What makes the VM “open”?
The proposed VM is not intended to be a static product, but an open and dynamic environment that is extendable, scalable, and adjustable. What’s the key in achieving this? The VM is built by a collection of scripts using a tool called Vagrant (www.vagrantup.com). These “build scripts” are hosted on a public repository (https://github.com/openradar/oss_weather_radar_vm). Users are invited to fork from that repository (i.e., to create their own working copy); to modify the scripts in order to equip the machine with additional software, data, or examples; and also to request that those modifications be pulled back into the main repository. And yet, anyone who does not wish to build the VM using Vagrant can download and deploy the latest image of the VM.
What is the fastest way to get started?
Find all required guidance on http://openradar.github.io: download the latest VM image (about 1 GB) and launch it using VirtualBox (which needs to be installed on your machine). Once your VM is deployed, you can get started with examples provided on the web page.
REALITY CHECK: THE OPEN SOURCE RADAR SHORT COURSE AT ERAD 2014.
On 1–5 September 2014, the 8th European Conference on Radar in Meteorology and Hydrology (ERAD) took place in Garmisch-Partenkirchen, Germany. On the Sunday before the conference, the author team of this article organized a one-day short course in order to make users familiar with the concepts behind some Open Source weather radar software tools and to equip them with hands-on examples and tutorials. The tools presented in that course were BALTRAD, Py-ART, and wradlib. Another aim of the course was to demonstrate interoperability between these three software tools (see Fig. 1 and Fig. 2 for interoperability examples from the course). The VM seemed to be the ideal vehicle to achieve these objectives.
To get an idea about the background and motivations of the course participants, we carried out a brief survey. Twenty-five participants from different institutional backgrounds attended the course; 60% were from academia, 28% from government agencies, and 12% from private companies. As professional priorities, most of them picked “operational radar data processing,” “interactive radar data analysis,” and “development of algorithms.” Somewhat less emphasis was put on the option “system development.” Concerning their motivation to attend the course, 84% of the attendees endorsed the statement “I want to use Open Source Radar Software for my work,” 71% agreed that “I want to use Python for radar data processing,” and 67% chose “I want to collaborate with other developers.”

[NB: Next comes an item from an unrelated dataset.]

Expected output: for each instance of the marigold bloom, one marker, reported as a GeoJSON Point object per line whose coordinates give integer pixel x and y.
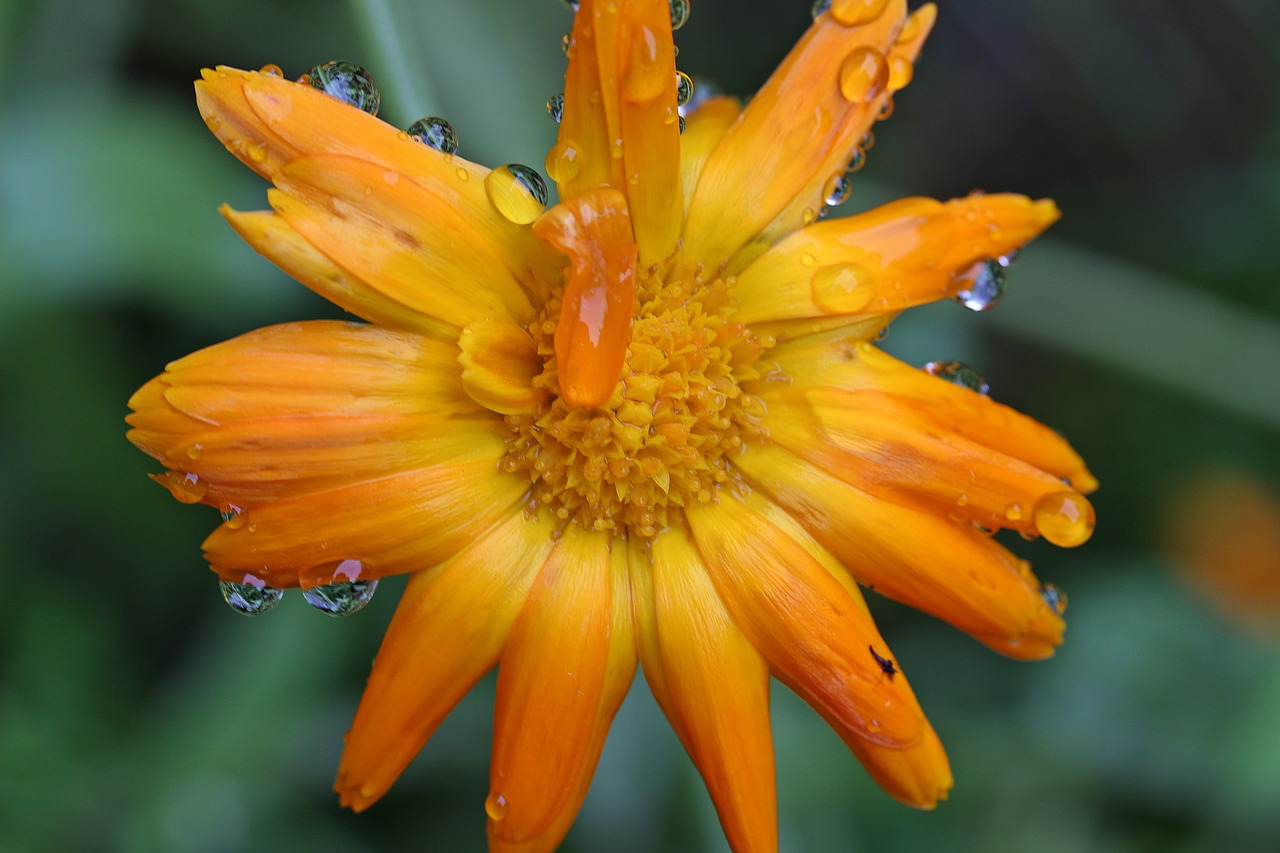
{"type": "Point", "coordinates": [645, 425]}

The only requirement for the participants was to install VirtualBox before the course, while prebuilt VM images for 32-bit and 64-bit machines were handed to the participants on a USB stick. Of the 25 participants, two failed to run the VM during the course due to yet-unresolved issues on old Windows XP machines. The rest of the participants (Linux, WindowsXP/7, and Mac OS X) were able to run the VM and the IPython notebooks without problems.
We believe that the VM presents an important step toward Open (Weather Radar) Science. It may become a platform that allows combining various software products, but also compares different tools against each other. It could catalyze progress toward interoperability, and it will definitely lower the barrier for new users and developers, thus extending the weather radar community and user base.
BALTRAD software has been developed as part of the BALTRAD and BALTRAD+ projects that have been partly financed by the European Union (European Regional Development Fund and European Neighbourhood and Partnership Instrument). Argonne National Laboratory's work was supported by the U.S. Department of Energy, Office of Science, Office of Biological and Environmental Research, under Contract DE-AC02-06CH11357. The development of wradlib was partly funded by the German Federal Ministry for Research and Education within the PROGRESS project. We thank Remko Uijlenhoet and an anonymous referee for helpful comments on the original manuscript.